Max Frankel, a Pulitzer Prize-winning American journalist who fled Nazi Germany as a child and covered some of the most critical stories of the 20th century, passed away Sunday at the age of 94.
Frankel died from bladder cancer complications in his home in Manhattan, his son said.
A former leader at The New York Times, he ushered the Pentagon Papers into print in 1971. His coverage of US President Richard Nixon’s trip to China in 1972 earned Frankel his Pulitzer Prize. He eventually moved on to lead the publication’s newsroom as its executive editor for nearly eight years.
In 1940, Frankel arrived in the United States as a Jewish refugee who escaped Nazi Germany at age nine.
Born in eastern Germany in 1930, he was expelled with his family to Poland by the Nazis in 1938 alongside thousands like his family. His father ended up in a Soviet gulag, and his mother struggled to gain their exit permits before sailing to New York.
Between the years 1986 and 1994, Frankel served as The Times head honcho, paving the way for modern American journalism. His earliest experiences in life would impact his career as well as his life.
Years later, he said, “a piece of me never stopped being a refugee,” in an interview with the International Rescue Committee (IRC) in 2011. The organization, along with others through the years, honored him in 2010 as one of the IRC’s “refugees of distinction.”
Frankel's legacy
His lengthy journalistic career was foreshadowed by a struggle with written English until high school when a teacher assigned him nightly readings from The New Yorker magazine and put him on his school’s newspaper staff.

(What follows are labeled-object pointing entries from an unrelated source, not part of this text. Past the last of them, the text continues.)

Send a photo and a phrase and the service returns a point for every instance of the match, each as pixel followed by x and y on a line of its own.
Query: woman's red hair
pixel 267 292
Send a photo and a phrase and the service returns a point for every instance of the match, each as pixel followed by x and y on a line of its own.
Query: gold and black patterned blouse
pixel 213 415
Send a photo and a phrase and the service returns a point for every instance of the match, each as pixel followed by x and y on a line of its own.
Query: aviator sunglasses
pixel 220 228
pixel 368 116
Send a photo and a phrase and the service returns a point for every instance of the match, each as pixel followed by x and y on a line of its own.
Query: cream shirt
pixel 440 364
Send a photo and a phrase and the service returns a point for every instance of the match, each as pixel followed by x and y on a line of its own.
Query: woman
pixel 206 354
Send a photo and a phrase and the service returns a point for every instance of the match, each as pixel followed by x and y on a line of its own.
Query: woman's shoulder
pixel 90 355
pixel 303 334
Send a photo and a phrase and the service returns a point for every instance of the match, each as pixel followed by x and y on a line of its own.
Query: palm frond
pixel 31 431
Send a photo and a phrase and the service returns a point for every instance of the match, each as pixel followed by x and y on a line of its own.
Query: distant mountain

He will be remembered for his global news impact, associations with world leaders, and the major world events he covered.
Among these were the Cuban Missile Crisis, the Cold War, and the collapse of the Soviet Union. Frankel also experienced and documented the Moscow of Nikita S. Khrushchev, the Havana of Fidel Castro, the Peking of Mao Zedong, and the Washington of American presidents John F. Kennedy, Lyndon B. Johnson, and Richard M. Nixon, according to The New York Times.